VCNI didn’t use the argument about the wider economic damage that might be caused by plant closures in the Netherlands.
But the blog wouldn’t be surprised if this becomes a concern for Dutch politicians, assuming that it isn’t already a concern. It was certainly a major issue for Scottish politicians during the struggle to save Grangemouth.
Ford’s decision to close an auto plant in the city of Genk in Belgium underlines our point about how the economics of manufacturing are never “standalone”.
Whilst 4,300 direct jobs will be lost when Ford ceases production at the end of 2014, a total of 10,000 direct and indirect jobs will disappear, says the New York Times in this article. This bigger number includes all the auto-parts suppliers, service providers, restaurants and shops etc that depend on the factory in Genk for their livelihood.
It was obviously, therefore, an incredibly hard decision for Ford – and also an expensive one: It cost the company $750 million to reach settlements with around 4,000 blue-collar workers in Genk – $190,000 per worker. This compares with $374 million in 2009 to cover severance costs for 2,400 workers in the US, or about $155,000 for each employee. The difference is down to stronger European labour laws.
Add to this the environmental cost of cleaning up sites – and penalties that could be incurred for breaking contractual obligations to supply products – and we think that is far from a done deal that European chemicals plant in general will close down in the numbers that some people expect.
Feedstock competitiveness can also rapidly change. Naphtha cracking, for instance, could make a comeback. We might, as a result, see the US ethane-based feedstock advantage eroded.
Even if we are wrong about naphtha, a greater willingness to accept shale gas exploration in Europe could instead do the trick. The longer that unemployment stays at record highs in Europe, the more likely it might be that people will sacrifice their environmental concerns for job creation.
Thus we think it is important not to get too caught up in the competitiveness of the moment and assume that in the long term, Europe’s future is only in high-end speciality chemicals.
Firstly, this is because the history of speciality chemicals is littered with specialities that have been turned into commodities due to oversupply. Perhaps a very recent example might be polyethylene (PE) elastomers.
Plus, as Tom writes, in this second ICIS article:
- European chemicals clusters are already very well-integrated. But in Holland, and perhaps elsewhere, there are opportunities to better connect plants in order to reduce the amount of energy and water that goes to waste.

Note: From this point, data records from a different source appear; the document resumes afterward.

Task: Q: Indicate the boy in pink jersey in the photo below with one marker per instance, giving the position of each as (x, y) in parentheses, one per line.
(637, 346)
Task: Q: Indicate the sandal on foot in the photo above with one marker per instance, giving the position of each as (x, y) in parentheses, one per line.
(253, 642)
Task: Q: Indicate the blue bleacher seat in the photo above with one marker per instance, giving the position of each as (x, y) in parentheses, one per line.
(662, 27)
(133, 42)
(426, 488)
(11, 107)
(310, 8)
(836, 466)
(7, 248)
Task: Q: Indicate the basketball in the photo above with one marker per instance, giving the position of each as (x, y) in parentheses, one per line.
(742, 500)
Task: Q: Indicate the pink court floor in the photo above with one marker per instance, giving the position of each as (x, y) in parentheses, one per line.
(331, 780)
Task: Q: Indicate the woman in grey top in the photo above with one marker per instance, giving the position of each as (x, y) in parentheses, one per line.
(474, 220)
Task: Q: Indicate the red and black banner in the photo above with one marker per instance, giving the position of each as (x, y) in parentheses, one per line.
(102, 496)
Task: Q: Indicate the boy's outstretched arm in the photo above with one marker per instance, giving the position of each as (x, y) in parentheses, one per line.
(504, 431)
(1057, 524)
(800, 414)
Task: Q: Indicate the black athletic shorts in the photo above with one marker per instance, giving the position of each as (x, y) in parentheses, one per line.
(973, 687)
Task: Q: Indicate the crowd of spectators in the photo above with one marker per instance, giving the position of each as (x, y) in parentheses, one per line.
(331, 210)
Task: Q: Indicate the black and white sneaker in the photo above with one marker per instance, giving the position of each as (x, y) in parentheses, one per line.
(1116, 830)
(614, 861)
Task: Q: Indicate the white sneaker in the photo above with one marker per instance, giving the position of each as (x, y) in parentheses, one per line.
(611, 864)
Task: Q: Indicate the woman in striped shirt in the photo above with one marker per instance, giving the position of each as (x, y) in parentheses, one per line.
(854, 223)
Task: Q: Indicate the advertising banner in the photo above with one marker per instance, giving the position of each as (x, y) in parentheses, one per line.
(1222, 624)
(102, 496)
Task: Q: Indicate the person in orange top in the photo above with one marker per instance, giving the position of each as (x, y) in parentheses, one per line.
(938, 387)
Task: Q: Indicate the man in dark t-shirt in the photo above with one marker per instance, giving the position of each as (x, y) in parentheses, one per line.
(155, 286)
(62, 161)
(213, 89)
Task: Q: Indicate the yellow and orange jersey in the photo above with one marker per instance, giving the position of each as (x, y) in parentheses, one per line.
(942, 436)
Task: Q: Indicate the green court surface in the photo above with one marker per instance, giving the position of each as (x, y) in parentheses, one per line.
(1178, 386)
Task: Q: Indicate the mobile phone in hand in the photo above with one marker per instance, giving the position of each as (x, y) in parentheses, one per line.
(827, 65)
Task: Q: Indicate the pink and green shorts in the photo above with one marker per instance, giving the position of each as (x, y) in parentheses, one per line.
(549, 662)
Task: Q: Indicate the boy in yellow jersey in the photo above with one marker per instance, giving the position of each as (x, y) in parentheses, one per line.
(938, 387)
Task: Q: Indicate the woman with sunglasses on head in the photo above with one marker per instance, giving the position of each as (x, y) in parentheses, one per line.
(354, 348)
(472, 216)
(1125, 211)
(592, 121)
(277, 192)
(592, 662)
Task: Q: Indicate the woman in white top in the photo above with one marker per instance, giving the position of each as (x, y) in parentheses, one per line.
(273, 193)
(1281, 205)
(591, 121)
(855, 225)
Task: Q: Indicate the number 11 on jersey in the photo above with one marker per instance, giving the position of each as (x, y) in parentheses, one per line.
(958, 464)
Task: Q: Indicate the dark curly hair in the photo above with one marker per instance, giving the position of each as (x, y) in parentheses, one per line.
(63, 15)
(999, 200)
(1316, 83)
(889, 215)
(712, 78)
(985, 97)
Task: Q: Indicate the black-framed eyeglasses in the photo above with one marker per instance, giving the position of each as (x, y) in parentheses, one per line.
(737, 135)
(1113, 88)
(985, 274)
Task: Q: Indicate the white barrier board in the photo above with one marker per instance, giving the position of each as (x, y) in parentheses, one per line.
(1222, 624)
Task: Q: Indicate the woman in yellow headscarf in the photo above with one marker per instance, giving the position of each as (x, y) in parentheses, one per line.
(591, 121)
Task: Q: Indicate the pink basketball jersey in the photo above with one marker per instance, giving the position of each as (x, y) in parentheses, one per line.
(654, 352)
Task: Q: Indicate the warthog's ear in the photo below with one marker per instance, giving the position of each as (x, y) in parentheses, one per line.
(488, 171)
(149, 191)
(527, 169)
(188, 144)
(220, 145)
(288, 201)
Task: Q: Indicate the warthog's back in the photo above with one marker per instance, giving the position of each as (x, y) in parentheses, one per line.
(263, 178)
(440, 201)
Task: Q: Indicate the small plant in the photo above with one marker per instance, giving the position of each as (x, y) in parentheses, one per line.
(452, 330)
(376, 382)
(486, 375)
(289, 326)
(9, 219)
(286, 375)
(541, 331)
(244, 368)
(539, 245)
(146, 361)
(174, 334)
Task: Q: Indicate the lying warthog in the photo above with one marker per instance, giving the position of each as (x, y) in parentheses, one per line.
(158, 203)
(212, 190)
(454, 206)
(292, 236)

- A coherent energy policy across the whole of Europe would be of major benefit to the chemicals industry. “We need to get more clarity. ETS [the Emissions Trading Scheme], for instance, has been under discussion for 10 years. There are certain features in it which need to be updated, some repair that is needed,” said Werner Fuhrmann, chairman of VNCI and member of AkzoNobel’s executive committee. [CEFIC, the European chemicals industry association, views the ETS as a significant competitive disadvantage].
Most of Europe’s chemicals plants were, in addition, built many years ago. In a lower demand-growth environment is this necessarily a disadvantage?
Perhaps there is a great future for fully depreciated, small-scale plants that can more closely match supply with weaker demand. Investing in upgrading these plants might be a good alternative to building big, new grassroots facilities in the US Gulf a time when labour and construction costs are forecast to be very high.